Posted a month ago

At Bristol Myers Squibb, we are inspired by a single vision – transforming patients’ lives through science. In oncology, hematology, immunology and cardiovascular disease – and one of the most diverse and promising pipelines in the industry – each of our passionate colleagues contribute to innovations that drive meaningful change. We bring a human touch to every treatment we pioneer. Join us and make a difference.

This position is responsible for providing support to and management of the BMS GMP/GDP Audit Program for Global Suppliers (CMOs, API, External Labs, Compounding Facilities, Labeling facilities etc.) and BMS Internal Sites, as defined in BMS (GPS) Policies and Directives. This position will play a role in the development and maintenance of the global audit plan and provide support of the maintenance of the global audit plan in an electronic system.

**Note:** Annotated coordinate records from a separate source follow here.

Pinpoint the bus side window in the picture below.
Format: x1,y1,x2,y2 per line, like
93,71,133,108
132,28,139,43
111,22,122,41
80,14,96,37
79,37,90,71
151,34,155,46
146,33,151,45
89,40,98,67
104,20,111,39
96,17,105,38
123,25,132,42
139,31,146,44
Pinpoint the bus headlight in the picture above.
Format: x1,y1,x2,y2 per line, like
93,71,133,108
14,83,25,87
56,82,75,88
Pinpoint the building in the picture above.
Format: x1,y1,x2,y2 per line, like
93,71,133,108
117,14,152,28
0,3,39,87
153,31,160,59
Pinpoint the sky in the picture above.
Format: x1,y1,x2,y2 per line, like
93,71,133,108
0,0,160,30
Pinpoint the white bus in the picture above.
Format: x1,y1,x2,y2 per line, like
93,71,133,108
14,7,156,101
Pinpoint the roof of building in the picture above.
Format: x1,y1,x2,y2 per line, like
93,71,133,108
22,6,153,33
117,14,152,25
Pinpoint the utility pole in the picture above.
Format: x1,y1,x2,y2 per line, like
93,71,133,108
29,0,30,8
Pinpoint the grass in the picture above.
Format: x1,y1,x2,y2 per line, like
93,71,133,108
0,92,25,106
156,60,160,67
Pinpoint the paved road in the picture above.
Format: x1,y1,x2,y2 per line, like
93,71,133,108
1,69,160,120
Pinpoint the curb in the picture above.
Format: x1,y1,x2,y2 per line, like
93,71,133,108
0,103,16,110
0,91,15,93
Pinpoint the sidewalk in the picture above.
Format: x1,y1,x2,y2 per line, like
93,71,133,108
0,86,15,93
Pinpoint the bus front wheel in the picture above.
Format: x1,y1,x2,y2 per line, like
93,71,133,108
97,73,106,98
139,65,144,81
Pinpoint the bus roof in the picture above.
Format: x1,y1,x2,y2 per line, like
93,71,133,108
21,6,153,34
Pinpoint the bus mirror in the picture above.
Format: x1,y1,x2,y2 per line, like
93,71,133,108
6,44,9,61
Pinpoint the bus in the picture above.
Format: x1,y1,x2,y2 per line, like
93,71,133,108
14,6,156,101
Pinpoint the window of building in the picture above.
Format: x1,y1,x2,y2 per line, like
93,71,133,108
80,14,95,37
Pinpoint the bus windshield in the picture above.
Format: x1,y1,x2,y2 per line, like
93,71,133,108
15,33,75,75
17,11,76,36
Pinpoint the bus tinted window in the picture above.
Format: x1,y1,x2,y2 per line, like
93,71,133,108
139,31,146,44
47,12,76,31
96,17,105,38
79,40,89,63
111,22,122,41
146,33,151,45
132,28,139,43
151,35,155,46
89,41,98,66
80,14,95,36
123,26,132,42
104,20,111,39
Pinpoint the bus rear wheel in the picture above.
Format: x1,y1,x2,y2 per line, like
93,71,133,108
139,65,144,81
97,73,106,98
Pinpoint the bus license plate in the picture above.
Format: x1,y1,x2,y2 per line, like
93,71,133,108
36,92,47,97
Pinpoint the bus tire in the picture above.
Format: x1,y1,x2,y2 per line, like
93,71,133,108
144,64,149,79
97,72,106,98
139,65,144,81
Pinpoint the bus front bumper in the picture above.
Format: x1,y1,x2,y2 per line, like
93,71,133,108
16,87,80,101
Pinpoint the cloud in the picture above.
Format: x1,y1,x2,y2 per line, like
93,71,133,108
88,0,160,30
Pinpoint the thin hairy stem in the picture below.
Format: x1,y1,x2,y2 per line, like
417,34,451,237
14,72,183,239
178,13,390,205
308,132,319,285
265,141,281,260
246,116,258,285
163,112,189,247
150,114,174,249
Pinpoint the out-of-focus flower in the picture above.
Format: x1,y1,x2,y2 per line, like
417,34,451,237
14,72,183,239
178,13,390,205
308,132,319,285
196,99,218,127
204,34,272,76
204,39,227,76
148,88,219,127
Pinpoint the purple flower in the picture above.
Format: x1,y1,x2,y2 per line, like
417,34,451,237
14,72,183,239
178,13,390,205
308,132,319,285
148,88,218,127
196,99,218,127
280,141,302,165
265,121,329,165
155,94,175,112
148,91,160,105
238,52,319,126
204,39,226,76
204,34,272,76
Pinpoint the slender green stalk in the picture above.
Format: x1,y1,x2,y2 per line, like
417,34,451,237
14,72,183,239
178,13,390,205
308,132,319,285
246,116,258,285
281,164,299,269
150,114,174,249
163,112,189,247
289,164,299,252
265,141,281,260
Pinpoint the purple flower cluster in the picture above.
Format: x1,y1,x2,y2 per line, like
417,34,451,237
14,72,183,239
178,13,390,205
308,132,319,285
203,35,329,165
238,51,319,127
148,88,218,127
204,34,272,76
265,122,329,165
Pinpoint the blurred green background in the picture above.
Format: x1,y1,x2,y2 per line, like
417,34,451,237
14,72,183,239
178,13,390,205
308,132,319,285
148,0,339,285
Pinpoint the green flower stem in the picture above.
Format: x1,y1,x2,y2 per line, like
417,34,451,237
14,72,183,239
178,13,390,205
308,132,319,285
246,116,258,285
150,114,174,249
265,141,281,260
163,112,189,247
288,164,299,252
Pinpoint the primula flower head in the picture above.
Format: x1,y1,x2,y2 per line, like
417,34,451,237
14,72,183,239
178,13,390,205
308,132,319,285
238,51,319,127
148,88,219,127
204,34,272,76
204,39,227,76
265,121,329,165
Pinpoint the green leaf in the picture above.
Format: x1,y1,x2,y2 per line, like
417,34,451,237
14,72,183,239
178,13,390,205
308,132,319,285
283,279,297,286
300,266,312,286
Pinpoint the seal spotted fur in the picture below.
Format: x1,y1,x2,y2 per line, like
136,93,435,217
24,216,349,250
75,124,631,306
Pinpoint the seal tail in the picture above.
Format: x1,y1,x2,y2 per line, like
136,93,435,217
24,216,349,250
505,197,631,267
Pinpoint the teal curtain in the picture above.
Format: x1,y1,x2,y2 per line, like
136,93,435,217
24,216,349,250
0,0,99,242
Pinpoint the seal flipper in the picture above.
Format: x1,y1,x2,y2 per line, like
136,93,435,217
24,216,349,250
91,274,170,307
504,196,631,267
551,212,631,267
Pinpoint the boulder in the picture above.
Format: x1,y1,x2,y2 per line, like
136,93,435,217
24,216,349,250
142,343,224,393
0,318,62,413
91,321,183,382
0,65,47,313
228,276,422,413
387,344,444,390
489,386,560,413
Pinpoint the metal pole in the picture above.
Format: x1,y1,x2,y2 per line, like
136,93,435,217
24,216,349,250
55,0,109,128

The BMS GMP/GDP Senior Audits Manager works collaboratively with stakeholders to organize and conduct effective audits of Global Suppliers and Internal Sites, both clinical and commercial. 

Position involves up to 50 % travel time required per year to any region (Americas, Europe, Asia, etc.)

Key Responsibilities

  • Plan, organize and conduct audits according the defined audit program.
  • Support the clinical and commercial business development/acquisitions by performing unplanned and due diligence audits as requested.

Specifically:

  • Lead and Execute audits of critical and non-critical suppliers both clinical and commercial.
  • Ensure all audits are conducted against plan, generate written audit reports and distribute to applicable organizations. Evaluate audit responses and when necessary request additional actions and clarification for the CAPAs submitted by the auditee.
  • Support implementation and execution of an effective risk based audit program globally, which bases frequency and scope of audits on risk.
  • Lead and drive continuous improvement in Global Suppliers (CMOs, API, External Labs, Compounding Facilities, Labeling facilities etc.) quality and broader supplier management through collaboration with stakeholders – ultimately reducing risk and improving performance.
  • Highlight risks & trends from the global audit program to management and take action as necessary; with metrics in place, routine communication and escalation mechanisms.
  • Support alignment across the audit program and standardized processes and procedures.
  • Support and Partner with stakeholders on strategic supplier initiatives.
  • Simplify work through Continuous Improvement.
  • Assure exceptions to the Master Audit Plan are properly documented and approved.
  • Support CAPA closure as requested and ensure that audits are closed in the relevant management system.
  • Alert upper management and stakeholder organizations of potential compliance issues, like refused audits or critical/repeat observations.
  • Obtain support from the business to deal with suppliers with quality issues. These quality issues include, but are not limited to, audit refusal, audit fee, inappropriate audit responses or no audit responses.
  • Provide support to Global Quality in the form of assistance to the internal audit program, regulatory audits, and other related projects as assigned.
  • Perform all responsibilities in accordance with applicable company guidelines, SOPs and appropriate industry and regulatory standards, guidelines, rules and regulations.
  • Stay abreast of current and updated regulations affecting the supplier audit program. Make modifications to the program and Policies and directives to ensure an appropriate level of compliance with changing regulatory requirements. Facilitate HA inspection readiness at all times at the site and Corporate levels.
  • Support standardization of practices and procedures and harmonize of audit programs/ activities.    
  • Support the implementation of the GMP Auditor Qualification Procedure.
  • Support other duties as required.
  • Adhere to BMS core values. 

This is intended to be a general job description and should not be considered as all-inclusive.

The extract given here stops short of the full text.